Seqanswers Leaderboard Ad

**michaellim** · 12-19-2014, 01:37 PM

Originally posted by piet View Post

Multi locus sequence typing (MLST) is a method frequently used to characterized bacterial genomes. MLST schematas have been published for most pathogenic bacteria. For the species Escherichia coli (including Shigella) there exist even three concurring schematas. With the schema maintained at Cork University sequence type 11 (ST11) refers to isolates typically found with cattle (serovar O157:H4), while strains belonging to ST131 are uropathogenic which means they are assoziated with infections of the urinary tract in humans. The chromosome of E.coli encodes more than 4000 proteins. Maybe half of them belongs to the accessory genome, which means they are only found in some strains or clonal groups.

If you want to map your reads from RNA sequencing I would recommend to use a genome from the same or a very closely related sequence type. Otherwise you will miss several genes from the accessory genome. For E.coli ST131 there are several genomes available in Genbank, even fully finished ones (AP009378.1 and plasmid AP009379.1, CP002797.2). Sequences for ST131 isolates KTE173, KTE49, KTE162, KTE6, KTE211, KTE175, KTE178, KTE216, KTE148, KTE139 are available as WGS contigs.
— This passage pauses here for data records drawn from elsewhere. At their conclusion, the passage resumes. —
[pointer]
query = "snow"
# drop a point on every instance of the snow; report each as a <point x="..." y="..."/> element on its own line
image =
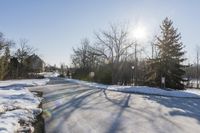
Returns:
<point x="17" y="104"/>
<point x="49" y="74"/>
<point x="191" y="93"/>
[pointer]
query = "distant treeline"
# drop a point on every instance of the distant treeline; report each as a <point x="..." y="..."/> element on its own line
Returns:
<point x="113" y="58"/>
<point x="23" y="62"/>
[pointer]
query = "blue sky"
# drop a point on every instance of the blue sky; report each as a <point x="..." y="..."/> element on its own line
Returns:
<point x="55" y="26"/>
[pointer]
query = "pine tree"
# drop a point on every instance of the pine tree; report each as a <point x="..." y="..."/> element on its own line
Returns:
<point x="169" y="62"/>
<point x="4" y="65"/>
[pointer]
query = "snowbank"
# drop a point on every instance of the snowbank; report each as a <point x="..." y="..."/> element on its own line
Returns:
<point x="18" y="106"/>
<point x="142" y="90"/>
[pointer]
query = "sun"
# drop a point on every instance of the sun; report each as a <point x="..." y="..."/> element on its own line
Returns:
<point x="140" y="33"/>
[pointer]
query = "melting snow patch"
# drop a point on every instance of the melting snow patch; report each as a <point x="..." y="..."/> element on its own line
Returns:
<point x="18" y="106"/>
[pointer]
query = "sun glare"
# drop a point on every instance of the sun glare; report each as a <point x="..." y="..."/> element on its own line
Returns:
<point x="140" y="33"/>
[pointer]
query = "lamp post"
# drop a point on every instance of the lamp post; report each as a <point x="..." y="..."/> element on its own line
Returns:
<point x="132" y="67"/>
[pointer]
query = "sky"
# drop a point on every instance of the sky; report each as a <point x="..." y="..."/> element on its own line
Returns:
<point x="54" y="27"/>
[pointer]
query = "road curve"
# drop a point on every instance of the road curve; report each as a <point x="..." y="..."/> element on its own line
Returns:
<point x="73" y="108"/>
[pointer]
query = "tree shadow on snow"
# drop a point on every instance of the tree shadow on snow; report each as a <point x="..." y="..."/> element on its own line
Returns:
<point x="187" y="107"/>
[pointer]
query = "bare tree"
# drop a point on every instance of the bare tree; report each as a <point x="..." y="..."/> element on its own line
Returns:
<point x="24" y="50"/>
<point x="113" y="45"/>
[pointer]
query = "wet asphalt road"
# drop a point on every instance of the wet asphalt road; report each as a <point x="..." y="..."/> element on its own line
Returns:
<point x="73" y="108"/>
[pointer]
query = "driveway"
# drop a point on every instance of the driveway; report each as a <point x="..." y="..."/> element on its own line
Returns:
<point x="74" y="108"/>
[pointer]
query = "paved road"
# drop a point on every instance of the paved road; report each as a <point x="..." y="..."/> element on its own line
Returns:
<point x="72" y="108"/>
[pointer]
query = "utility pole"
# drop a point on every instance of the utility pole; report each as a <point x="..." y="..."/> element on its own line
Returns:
<point x="136" y="64"/>
<point x="197" y="69"/>
<point x="152" y="48"/>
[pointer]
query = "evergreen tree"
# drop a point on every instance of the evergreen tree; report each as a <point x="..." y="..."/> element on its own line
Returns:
<point x="169" y="62"/>
<point x="4" y="65"/>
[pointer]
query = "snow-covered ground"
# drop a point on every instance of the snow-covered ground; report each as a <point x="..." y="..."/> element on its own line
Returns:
<point x="49" y="74"/>
<point x="18" y="106"/>
<point x="190" y="93"/>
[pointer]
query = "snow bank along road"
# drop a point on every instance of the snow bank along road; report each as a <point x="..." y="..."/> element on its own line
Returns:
<point x="74" y="108"/>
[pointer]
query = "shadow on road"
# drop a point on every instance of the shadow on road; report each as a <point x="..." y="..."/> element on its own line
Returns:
<point x="122" y="104"/>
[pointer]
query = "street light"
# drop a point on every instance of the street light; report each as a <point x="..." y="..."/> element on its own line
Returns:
<point x="132" y="67"/>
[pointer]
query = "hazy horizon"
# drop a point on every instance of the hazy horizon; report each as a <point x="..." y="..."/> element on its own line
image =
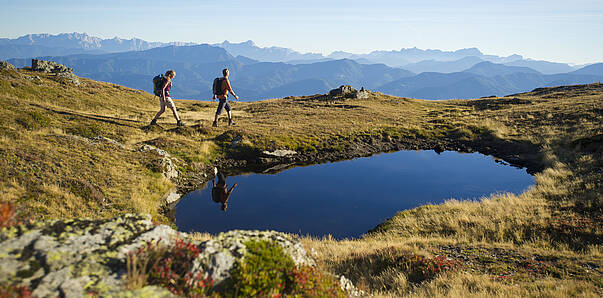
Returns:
<point x="538" y="30"/>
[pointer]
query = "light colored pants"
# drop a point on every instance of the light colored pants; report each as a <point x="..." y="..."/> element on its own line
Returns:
<point x="170" y="104"/>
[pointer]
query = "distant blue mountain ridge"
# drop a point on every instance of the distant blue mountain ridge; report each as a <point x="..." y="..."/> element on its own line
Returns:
<point x="465" y="73"/>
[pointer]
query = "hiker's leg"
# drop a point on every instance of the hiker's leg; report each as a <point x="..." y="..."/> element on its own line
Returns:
<point x="161" y="110"/>
<point x="227" y="107"/>
<point x="170" y="103"/>
<point x="175" y="113"/>
<point x="218" y="111"/>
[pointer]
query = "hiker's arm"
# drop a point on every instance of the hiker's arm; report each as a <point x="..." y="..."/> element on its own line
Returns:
<point x="163" y="88"/>
<point x="229" y="88"/>
<point x="230" y="190"/>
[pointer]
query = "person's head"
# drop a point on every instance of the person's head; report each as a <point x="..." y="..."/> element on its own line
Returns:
<point x="170" y="73"/>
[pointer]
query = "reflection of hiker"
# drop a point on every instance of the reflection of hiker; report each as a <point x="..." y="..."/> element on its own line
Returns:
<point x="164" y="97"/>
<point x="219" y="193"/>
<point x="221" y="89"/>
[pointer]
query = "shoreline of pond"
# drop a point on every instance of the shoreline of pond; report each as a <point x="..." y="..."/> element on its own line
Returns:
<point x="516" y="154"/>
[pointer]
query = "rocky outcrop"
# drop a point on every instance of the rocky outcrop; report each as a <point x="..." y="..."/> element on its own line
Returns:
<point x="49" y="66"/>
<point x="348" y="91"/>
<point x="71" y="258"/>
<point x="6" y="66"/>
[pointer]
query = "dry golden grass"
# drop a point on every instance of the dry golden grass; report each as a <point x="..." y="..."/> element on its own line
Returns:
<point x="53" y="170"/>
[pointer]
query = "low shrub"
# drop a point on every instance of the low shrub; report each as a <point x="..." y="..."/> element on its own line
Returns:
<point x="167" y="266"/>
<point x="264" y="271"/>
<point x="268" y="271"/>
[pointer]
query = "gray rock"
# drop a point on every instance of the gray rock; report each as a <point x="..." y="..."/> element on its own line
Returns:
<point x="220" y="253"/>
<point x="6" y="66"/>
<point x="172" y="197"/>
<point x="49" y="66"/>
<point x="160" y="152"/>
<point x="69" y="77"/>
<point x="361" y="94"/>
<point x="70" y="258"/>
<point x="342" y="90"/>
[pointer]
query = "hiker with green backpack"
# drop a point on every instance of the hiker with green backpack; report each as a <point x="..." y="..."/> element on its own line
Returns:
<point x="221" y="88"/>
<point x="162" y="88"/>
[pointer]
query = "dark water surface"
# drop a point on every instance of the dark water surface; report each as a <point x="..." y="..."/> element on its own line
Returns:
<point x="347" y="198"/>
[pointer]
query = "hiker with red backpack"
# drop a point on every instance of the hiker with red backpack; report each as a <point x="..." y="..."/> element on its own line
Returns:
<point x="163" y="86"/>
<point x="221" y="88"/>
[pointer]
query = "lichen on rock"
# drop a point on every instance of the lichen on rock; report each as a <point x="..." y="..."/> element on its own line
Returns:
<point x="72" y="258"/>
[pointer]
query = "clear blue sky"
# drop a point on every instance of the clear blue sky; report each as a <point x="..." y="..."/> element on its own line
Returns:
<point x="554" y="30"/>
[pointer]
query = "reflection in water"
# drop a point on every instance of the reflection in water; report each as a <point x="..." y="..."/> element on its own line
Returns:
<point x="219" y="194"/>
<point x="347" y="198"/>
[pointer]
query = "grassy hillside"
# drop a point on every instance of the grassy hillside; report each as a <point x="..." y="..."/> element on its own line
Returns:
<point x="545" y="241"/>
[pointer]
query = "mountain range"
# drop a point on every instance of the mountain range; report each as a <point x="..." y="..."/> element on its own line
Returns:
<point x="258" y="73"/>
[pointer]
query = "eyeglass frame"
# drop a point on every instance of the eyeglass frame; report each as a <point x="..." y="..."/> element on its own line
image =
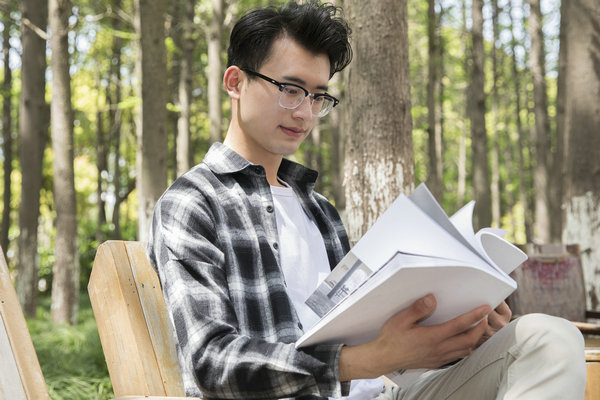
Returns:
<point x="282" y="85"/>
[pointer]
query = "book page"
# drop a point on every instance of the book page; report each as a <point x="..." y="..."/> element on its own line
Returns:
<point x="405" y="228"/>
<point x="424" y="199"/>
<point x="395" y="287"/>
<point x="346" y="277"/>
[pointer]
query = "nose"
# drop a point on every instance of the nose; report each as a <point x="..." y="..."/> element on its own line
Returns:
<point x="304" y="110"/>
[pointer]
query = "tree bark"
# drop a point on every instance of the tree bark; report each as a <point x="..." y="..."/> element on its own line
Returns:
<point x="495" y="148"/>
<point x="336" y="138"/>
<point x="184" y="153"/>
<point x="542" y="124"/>
<point x="379" y="157"/>
<point x="481" y="178"/>
<point x="65" y="282"/>
<point x="33" y="126"/>
<point x="582" y="119"/>
<point x="521" y="145"/>
<point x="114" y="94"/>
<point x="7" y="134"/>
<point x="462" y="144"/>
<point x="102" y="167"/>
<point x="558" y="167"/>
<point x="152" y="126"/>
<point x="434" y="175"/>
<point x="215" y="73"/>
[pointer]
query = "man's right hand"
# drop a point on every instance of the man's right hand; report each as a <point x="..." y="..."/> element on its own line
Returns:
<point x="404" y="344"/>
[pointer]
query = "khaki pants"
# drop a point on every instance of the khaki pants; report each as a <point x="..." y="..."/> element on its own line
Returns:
<point x="536" y="357"/>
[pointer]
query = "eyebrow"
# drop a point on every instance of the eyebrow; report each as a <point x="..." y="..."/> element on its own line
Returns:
<point x="302" y="82"/>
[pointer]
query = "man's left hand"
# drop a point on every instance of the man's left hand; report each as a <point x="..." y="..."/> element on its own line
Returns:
<point x="497" y="319"/>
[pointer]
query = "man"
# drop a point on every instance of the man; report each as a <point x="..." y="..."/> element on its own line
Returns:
<point x="241" y="240"/>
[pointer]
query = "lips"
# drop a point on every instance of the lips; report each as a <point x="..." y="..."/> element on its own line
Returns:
<point x="292" y="131"/>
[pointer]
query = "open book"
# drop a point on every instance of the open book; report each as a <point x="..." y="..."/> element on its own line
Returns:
<point x="412" y="250"/>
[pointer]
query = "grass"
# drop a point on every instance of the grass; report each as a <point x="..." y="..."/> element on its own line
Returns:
<point x="71" y="357"/>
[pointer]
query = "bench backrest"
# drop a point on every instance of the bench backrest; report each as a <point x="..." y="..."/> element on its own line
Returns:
<point x="134" y="327"/>
<point x="20" y="373"/>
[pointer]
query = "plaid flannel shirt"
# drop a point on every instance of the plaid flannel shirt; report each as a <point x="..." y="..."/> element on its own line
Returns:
<point x="214" y="246"/>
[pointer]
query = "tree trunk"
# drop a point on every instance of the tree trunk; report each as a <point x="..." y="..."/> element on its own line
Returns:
<point x="542" y="124"/>
<point x="7" y="134"/>
<point x="582" y="119"/>
<point x="65" y="282"/>
<point x="495" y="149"/>
<point x="114" y="94"/>
<point x="379" y="157"/>
<point x="336" y="138"/>
<point x="152" y="126"/>
<point x="481" y="178"/>
<point x="462" y="144"/>
<point x="33" y="127"/>
<point x="521" y="145"/>
<point x="558" y="167"/>
<point x="184" y="154"/>
<point x="215" y="73"/>
<point x="434" y="175"/>
<point x="102" y="167"/>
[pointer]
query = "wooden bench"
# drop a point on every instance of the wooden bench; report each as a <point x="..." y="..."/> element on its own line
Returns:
<point x="20" y="373"/>
<point x="137" y="335"/>
<point x="134" y="327"/>
<point x="551" y="281"/>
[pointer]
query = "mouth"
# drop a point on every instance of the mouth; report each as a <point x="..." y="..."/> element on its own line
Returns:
<point x="293" y="131"/>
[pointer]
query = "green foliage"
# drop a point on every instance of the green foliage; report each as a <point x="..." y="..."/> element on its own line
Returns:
<point x="71" y="357"/>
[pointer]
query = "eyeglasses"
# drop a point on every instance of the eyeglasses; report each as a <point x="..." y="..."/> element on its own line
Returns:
<point x="291" y="96"/>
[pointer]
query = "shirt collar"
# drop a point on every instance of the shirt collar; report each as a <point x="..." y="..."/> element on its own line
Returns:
<point x="221" y="159"/>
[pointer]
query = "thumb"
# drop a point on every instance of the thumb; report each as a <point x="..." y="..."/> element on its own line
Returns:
<point x="419" y="310"/>
<point x="422" y="308"/>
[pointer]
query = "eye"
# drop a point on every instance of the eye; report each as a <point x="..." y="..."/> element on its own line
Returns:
<point x="291" y="90"/>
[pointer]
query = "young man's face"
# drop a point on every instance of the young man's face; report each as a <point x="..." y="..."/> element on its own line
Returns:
<point x="269" y="129"/>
I would recommend to try several reference genomes. A mapping run usually takes only a few minutes on a desktop PC.
--
piet

Hi Piet,

Many thanks for the clarification. I will give it a try with different genomes then if it doesn't take too long. May I know what kind of alignment/mapping software do you use? Is there any particular reasons for that choice?

Cheers.

**piet** · 12-19-2014, 02:27 PM

Originally posted by michaellim View Post

May I know what kind of alignment/mapping software do you use?

I use 'bwa mem' but my use case is processing of DNA sequencing data. It is very fast and reliable with default settings. Nevertheless, bwa and similar mappers should be suited also for bacterial RNA sequencing since bacteria do not splice their messanger RNA.

In the beginning it took me quite a while to fiddle out how to write shell scripts to start bwa runs in a comfortable way and to handle the resulting sam files. You will definitely need to learn some kind of shell or script programming if you want to go that route.

Why don't you do a DNA sequencing run of your particular isolate before you go into RNA sequencing?
--
piet

**michaellim** · 12-20-2014, 05:50 AM

Originally posted by piet View Post

I use 'bwa mem' but my use case is processing of DNA sequencing data. It is very fast and reliable with default settings. Nevertheless, bwa and similar mappers should be suited also for bacterial RNA sequencing since bacteria do not splice their messanger RNA.

In the beginning it took me quite a while to fiddle out how to write shell scripts to start bwa runs in a comfortable way and to handle the resulting sam files. You will definitely need to learn some kind of shell or script programming if you want to go that route.

Why don't you do a DNA sequencing run of your particular isolate before you go into RNA sequencing?
--
piet

Hi Piet,

I see, I have close to none coding/programming knowledge, then maybe BWA is not suitable then. But I will check out the website for more info about it.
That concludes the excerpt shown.